L’iniziativa è stata presentata presso la sede dell’Adsp alla presenza dell’assessore alle Politiche abitative, urbanistica, ciclo dei rifiuti e impianti di trattamento, smaltimento e recupero della regione Lazio, Massimiliano Valeriani. 

Grazie alla collaborazione con la Cooperativa Marinai & Caratisti, il Comune di Civitavecchia, l’Autorità di Sistema Portuale del Mar Tirreno Centro Settentrionale (AdSP), la Capitaneria di Porto e con il sostegno logistico di Servizi Ecologici Portuali (Se.Port), a partire da metà ottobre, e  per tre anni,  16 pescherecci porteranno a terra tutti i giorni i rifiuti marini che raccoglieranno nelle loro reti durante la pesca a strascico.

Questo progetto iniziato in Spagna nel 2015 e poi esportato in Tailandia e Grecia consiste quindi nella raccolta di rifiuti marini da parte di pescherecci che escono in mare nel Mediterraneo ogni giorno. I rifiuti marini verranno raccolti in appositi container e dopo il triage il PET recuperato verrà poi trasformato in polimero, in seguito in filato per poi creare capi e accessori 100% riciclati core business di Ecoalf da quando nel 2009 il brand è stato fondato da Javier Goyeneche, imprenditore spagnolo leader nel campo della sostenibilità. 

UTO è un progetto che punta ad espandersi in altri porti italiani come è già avvenuto in Spagna, Grecia e Thailandia. In Spagna e Grecia al momento 3.000 pescatori in 46 porti hanno raccolto fino ad oggi oltre 500 tonnellate di rifiuti marini dal fondo del mare.

I commenti di Javier Goyeneche,  Fondatore e Presidente della Fondazione Ecoalf e Ugo Baldi Amministratore Delegato Conad Nord Ovest

‘Sono molto felice che si possa finalmente iniziare UTO Italia’, afferma Javier Goyeneche Fondatore e Presidente della Fondazione Ecoalf, ‘l’Italia ha la seconda costa più lunga nel Mar Mediterraneo con un gran numero di attività di pesca attiva. Per la posizione estremamente accessibile al centro dell’arco mediterraneo, può fungere da punto di collegamento per altri paesi. L’intento è quello di sviluppare una rete mediterranea di soggetti che lavorino insieme nell’interesse della conservazione marina. In Spagna UTO è una realtà da ben 5 anni, abbiamo poi replicato in Thailandia, per poi tornare nel Mediterraneo prima in Grecia e ora in Italia, dove iniziamo in Lazio per poi espandere UTO in altre regioni’. 

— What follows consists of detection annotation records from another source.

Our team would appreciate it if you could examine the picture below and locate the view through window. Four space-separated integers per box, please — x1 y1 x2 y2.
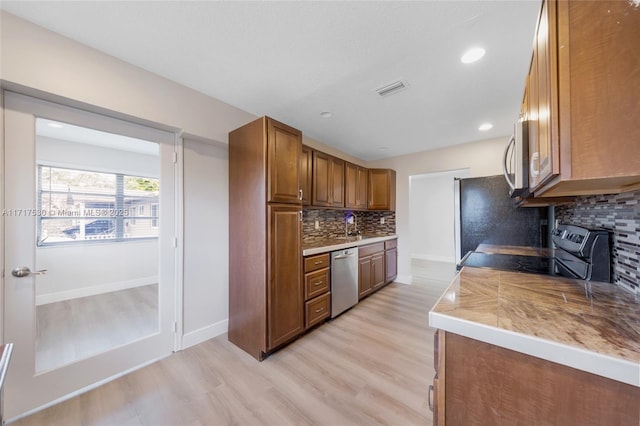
36 165 160 246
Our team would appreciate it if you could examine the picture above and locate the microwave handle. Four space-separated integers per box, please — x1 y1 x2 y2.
502 135 516 191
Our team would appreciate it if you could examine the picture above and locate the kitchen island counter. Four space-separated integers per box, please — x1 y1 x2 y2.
429 267 640 387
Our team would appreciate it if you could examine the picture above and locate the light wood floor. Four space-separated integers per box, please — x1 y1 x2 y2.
36 284 159 372
15 263 456 426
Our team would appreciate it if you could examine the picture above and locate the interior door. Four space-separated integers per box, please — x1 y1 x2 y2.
3 92 176 419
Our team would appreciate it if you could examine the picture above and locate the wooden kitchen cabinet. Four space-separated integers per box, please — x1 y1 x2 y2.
384 239 398 284
368 169 396 211
344 163 369 210
228 117 304 360
358 242 386 299
300 145 313 206
304 253 331 328
429 330 640 426
311 150 345 207
528 0 640 197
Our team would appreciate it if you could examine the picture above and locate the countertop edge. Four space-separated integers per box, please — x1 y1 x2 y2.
302 235 398 256
429 310 640 387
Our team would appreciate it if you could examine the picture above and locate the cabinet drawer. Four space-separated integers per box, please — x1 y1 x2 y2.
304 293 331 328
304 253 329 273
358 242 384 257
304 268 331 300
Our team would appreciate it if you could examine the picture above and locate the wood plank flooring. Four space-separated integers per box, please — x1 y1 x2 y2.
14 263 449 426
36 284 158 372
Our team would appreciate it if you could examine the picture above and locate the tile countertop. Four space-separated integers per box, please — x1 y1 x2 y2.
302 235 398 256
429 267 640 387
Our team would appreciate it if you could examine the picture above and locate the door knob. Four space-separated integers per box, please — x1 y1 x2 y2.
11 266 47 278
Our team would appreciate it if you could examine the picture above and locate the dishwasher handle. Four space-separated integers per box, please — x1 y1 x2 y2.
333 253 356 260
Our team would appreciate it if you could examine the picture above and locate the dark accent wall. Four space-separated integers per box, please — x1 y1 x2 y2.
459 175 547 257
302 209 396 244
555 190 640 296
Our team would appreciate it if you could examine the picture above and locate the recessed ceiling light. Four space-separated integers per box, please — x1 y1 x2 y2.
460 47 485 64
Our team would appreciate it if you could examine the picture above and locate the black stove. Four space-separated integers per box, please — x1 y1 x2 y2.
458 224 611 282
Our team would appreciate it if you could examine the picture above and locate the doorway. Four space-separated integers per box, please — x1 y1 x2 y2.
3 92 177 419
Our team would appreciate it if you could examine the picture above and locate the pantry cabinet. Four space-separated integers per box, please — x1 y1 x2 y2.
228 117 304 360
527 0 640 197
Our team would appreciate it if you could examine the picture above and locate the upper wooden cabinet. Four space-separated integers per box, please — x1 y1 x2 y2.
300 145 313 206
311 151 345 207
266 118 302 204
368 169 396 211
526 0 640 197
344 163 369 210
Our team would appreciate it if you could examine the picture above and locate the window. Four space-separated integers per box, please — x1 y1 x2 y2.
37 165 160 246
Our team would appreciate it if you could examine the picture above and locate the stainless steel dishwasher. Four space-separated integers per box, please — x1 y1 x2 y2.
331 247 358 318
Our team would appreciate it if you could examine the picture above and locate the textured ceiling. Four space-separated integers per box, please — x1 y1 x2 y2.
0 0 540 160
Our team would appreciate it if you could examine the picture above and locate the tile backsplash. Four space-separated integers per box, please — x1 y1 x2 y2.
302 208 396 244
555 190 640 296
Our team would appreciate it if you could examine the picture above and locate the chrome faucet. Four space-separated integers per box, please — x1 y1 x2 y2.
344 212 360 238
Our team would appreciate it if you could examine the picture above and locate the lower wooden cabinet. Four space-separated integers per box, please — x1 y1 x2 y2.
429 330 640 426
304 253 331 329
358 242 386 299
384 240 398 284
305 292 331 328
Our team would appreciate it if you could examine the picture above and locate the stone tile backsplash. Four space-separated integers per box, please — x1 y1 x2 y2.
555 190 640 296
302 208 396 244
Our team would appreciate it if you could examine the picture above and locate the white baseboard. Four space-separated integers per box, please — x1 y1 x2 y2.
36 275 158 306
182 319 229 349
411 254 456 263
393 275 413 284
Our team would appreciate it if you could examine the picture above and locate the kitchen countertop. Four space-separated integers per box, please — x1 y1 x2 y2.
302 234 398 256
429 267 640 387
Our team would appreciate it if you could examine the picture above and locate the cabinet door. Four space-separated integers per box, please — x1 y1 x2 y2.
300 145 313 206
368 169 396 210
384 248 398 283
358 256 373 298
266 205 304 350
371 252 387 288
356 167 369 210
344 163 369 210
329 157 344 207
529 1 559 190
311 151 331 207
267 118 302 204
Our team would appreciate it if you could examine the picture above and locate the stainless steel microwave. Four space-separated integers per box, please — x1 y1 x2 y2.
503 121 530 198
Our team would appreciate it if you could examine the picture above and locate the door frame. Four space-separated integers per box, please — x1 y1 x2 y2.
0 87 183 420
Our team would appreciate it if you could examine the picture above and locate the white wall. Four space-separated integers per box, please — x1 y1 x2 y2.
409 169 469 262
367 136 509 283
0 11 256 348
183 139 229 347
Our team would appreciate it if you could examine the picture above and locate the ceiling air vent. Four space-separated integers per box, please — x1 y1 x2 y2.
374 80 407 96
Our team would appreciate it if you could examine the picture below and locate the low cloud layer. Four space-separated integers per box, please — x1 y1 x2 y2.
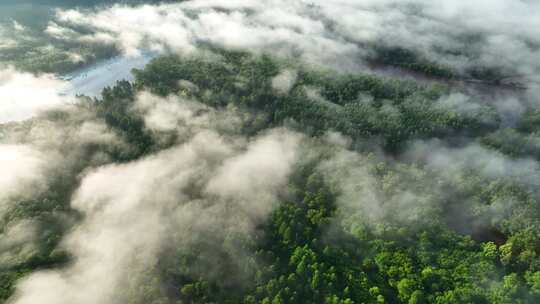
8 93 301 304
49 0 540 79
0 68 70 124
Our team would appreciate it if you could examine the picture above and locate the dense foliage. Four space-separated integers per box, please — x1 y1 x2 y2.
0 50 540 304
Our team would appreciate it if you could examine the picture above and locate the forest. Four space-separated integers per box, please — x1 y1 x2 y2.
0 1 540 304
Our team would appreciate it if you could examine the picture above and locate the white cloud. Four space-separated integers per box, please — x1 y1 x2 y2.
0 68 70 123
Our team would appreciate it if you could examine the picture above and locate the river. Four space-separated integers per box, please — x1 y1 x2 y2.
60 52 156 97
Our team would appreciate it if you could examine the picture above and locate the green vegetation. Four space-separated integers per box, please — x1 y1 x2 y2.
0 51 540 304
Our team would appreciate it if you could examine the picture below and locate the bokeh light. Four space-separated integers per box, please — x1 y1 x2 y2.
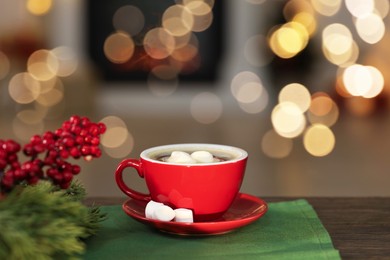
269 22 309 59
303 124 336 157
8 72 40 104
307 92 339 127
271 102 306 138
26 0 53 16
310 0 342 16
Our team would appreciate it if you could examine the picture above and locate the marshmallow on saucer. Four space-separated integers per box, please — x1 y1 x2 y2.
167 151 196 163
153 205 175 221
174 208 194 223
191 151 214 163
145 200 164 219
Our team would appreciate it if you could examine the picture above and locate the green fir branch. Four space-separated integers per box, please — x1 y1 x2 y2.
0 181 105 259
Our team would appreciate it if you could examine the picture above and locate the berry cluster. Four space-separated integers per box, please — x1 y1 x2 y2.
0 116 106 191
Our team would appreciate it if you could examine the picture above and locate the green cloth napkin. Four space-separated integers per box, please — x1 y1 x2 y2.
83 199 341 260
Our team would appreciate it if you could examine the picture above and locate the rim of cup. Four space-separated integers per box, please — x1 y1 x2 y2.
140 143 248 166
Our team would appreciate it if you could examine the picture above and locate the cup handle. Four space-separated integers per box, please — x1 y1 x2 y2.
115 159 151 201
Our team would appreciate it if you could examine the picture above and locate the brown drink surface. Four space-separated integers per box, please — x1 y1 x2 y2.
152 151 234 162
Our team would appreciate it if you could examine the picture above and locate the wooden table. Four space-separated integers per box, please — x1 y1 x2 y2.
86 198 390 259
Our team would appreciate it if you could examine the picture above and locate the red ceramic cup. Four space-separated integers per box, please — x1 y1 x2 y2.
115 144 248 222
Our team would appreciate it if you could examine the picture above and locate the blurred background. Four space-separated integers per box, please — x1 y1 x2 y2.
0 0 390 197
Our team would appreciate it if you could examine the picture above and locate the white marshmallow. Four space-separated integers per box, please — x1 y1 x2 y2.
145 200 164 219
167 151 196 163
191 151 214 163
174 208 194 223
153 205 175 221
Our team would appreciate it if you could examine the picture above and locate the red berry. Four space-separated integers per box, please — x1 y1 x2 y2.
62 172 73 182
33 144 45 153
62 121 72 130
46 168 58 179
69 115 80 125
72 165 81 175
69 147 81 159
91 137 100 145
98 122 107 134
60 150 69 159
80 145 91 155
0 158 8 170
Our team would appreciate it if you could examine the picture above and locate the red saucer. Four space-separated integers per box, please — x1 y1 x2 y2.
122 193 268 235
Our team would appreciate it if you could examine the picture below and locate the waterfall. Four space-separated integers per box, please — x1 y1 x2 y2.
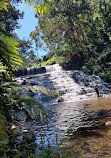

‘Con UTO portiamo anche in Italia un progetto di economia circolare davvero eccezionale.” – ha detto Ugo Baldi Amministratore Delegato Conad Nord Ovest– “In Conad Nord Ovest combinare efficienza ed ecosostenibilità è una scelta, un impegno costante ormai da anni, che si traduce in azioni concrete finalizzate a ridurre l’impatto della supply chain sull’ambiente e sul clima.  Siamo orgogliosi di partecipare con Fondazione ECOALF a questo progetto di riciclo completo della plastica che va a servizio della comunità in cui operiamo. Grazie alla cooperativa pescatori di Civitavecchia e alla collaborazione con gli altri partners, la plastica in mare verrà non solo recuperata, contribuendo alla bonifica dell’ambiente, ma verrà anche convertita in filato per la produzione di abbigliamento, chiudendo così il circuito”.

L’AD Baldi precisa chePer noi di Conad questo significa essere impresa per e nella comunità, significa restituire ai cittadini la fiducia che quotidianamente ci confermano, portando valore al territorio. L’obiettivo è che questa iniziativa faccia da ‘pilota’ per altre nostre regioni in cui abbiamo la partnership dei pescatori, attraverso i progetti del pescato fresco in tavola’.